San Francisco Considers More Aggressive Measures to Earthquake-Proof High Rises
Seismic activity has spooked San Francisco officials, who are now calling for stricter retrofitting measures, Rong-Gong Lin II writes. "First, a centerpiece of San Francisco's new downtown, the 58-story Millennium Tower, started sinking and tilting. Then last week, the city's new $2.26 billion transbay bus station was abruptly shut after cracks were found in two steel beams."
The city has released a list of over 150 tall buildings, including many constructed prior to modern seismic codes, as a prelude to assessing their need for retrofits. "The inventory comes with a sweeping proposal to more closely examine the city's skyline with an eye of making costly fixes to towers that could collapse amid major shaking. Officials are also calling for rules for new construction, aimed at preventing sinking of buildings as well as making tall buildings even stronger to resist wobbling in an earthquake."

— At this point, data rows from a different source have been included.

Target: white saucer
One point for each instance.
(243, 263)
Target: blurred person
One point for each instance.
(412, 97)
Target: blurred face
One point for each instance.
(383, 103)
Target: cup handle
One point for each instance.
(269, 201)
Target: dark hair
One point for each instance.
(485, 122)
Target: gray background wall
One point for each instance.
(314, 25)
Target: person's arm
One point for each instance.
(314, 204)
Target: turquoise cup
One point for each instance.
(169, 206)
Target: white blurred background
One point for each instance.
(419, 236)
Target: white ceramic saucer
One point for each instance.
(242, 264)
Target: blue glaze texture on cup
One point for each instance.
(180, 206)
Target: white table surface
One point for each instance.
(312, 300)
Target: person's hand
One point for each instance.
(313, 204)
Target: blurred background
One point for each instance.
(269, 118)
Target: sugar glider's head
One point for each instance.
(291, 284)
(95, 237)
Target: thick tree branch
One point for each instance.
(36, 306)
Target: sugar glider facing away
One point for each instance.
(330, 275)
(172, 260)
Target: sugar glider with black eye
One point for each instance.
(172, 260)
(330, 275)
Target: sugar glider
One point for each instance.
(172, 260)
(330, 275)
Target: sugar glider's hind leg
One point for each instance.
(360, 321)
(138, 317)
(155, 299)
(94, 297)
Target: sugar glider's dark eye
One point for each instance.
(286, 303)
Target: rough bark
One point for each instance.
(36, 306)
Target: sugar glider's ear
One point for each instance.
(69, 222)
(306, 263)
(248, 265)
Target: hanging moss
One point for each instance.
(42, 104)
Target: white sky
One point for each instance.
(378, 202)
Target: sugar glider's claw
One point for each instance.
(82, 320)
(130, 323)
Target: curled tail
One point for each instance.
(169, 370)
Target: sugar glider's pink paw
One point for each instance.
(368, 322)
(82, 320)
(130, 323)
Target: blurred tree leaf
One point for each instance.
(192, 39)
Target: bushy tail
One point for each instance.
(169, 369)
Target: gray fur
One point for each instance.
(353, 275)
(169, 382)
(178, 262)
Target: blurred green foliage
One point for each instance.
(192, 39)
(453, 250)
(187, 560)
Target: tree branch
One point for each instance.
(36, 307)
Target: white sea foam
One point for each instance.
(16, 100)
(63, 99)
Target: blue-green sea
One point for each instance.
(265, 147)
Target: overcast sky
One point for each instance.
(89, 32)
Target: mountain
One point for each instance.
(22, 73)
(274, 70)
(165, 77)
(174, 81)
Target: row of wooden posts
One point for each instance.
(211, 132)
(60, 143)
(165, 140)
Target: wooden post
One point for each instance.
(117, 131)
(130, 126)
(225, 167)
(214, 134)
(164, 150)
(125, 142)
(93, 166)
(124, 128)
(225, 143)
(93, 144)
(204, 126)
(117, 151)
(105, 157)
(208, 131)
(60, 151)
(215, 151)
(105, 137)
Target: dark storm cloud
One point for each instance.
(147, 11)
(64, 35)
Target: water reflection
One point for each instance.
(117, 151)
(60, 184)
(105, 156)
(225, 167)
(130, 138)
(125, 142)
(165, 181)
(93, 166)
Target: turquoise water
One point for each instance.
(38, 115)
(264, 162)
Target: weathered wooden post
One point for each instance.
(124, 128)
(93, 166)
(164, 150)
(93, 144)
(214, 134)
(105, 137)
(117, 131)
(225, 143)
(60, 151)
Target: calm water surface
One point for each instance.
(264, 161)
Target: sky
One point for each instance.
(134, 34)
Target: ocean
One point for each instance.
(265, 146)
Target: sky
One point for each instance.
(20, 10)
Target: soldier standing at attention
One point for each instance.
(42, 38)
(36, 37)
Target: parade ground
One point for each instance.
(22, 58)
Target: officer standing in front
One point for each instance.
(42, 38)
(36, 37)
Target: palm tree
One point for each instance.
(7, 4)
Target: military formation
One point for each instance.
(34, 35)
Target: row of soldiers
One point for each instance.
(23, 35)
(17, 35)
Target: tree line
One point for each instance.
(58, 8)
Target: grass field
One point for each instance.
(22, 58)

These calls, Lin says, represent heightened rhetoric from several months ago, "when officials emphasized the difficulty in identifying the city's largest vulnerable buildings, such as those made of brittle concrete." Extant city laws, Lin continues, have not been particularly effective in requiring or spurring retrofits. "Current city law does require a seismic retrofit when two-thirds of a building's floors are renovated. But that almost never happens to tall buildings, when only a small fraction of the building undergoes construction at any given time."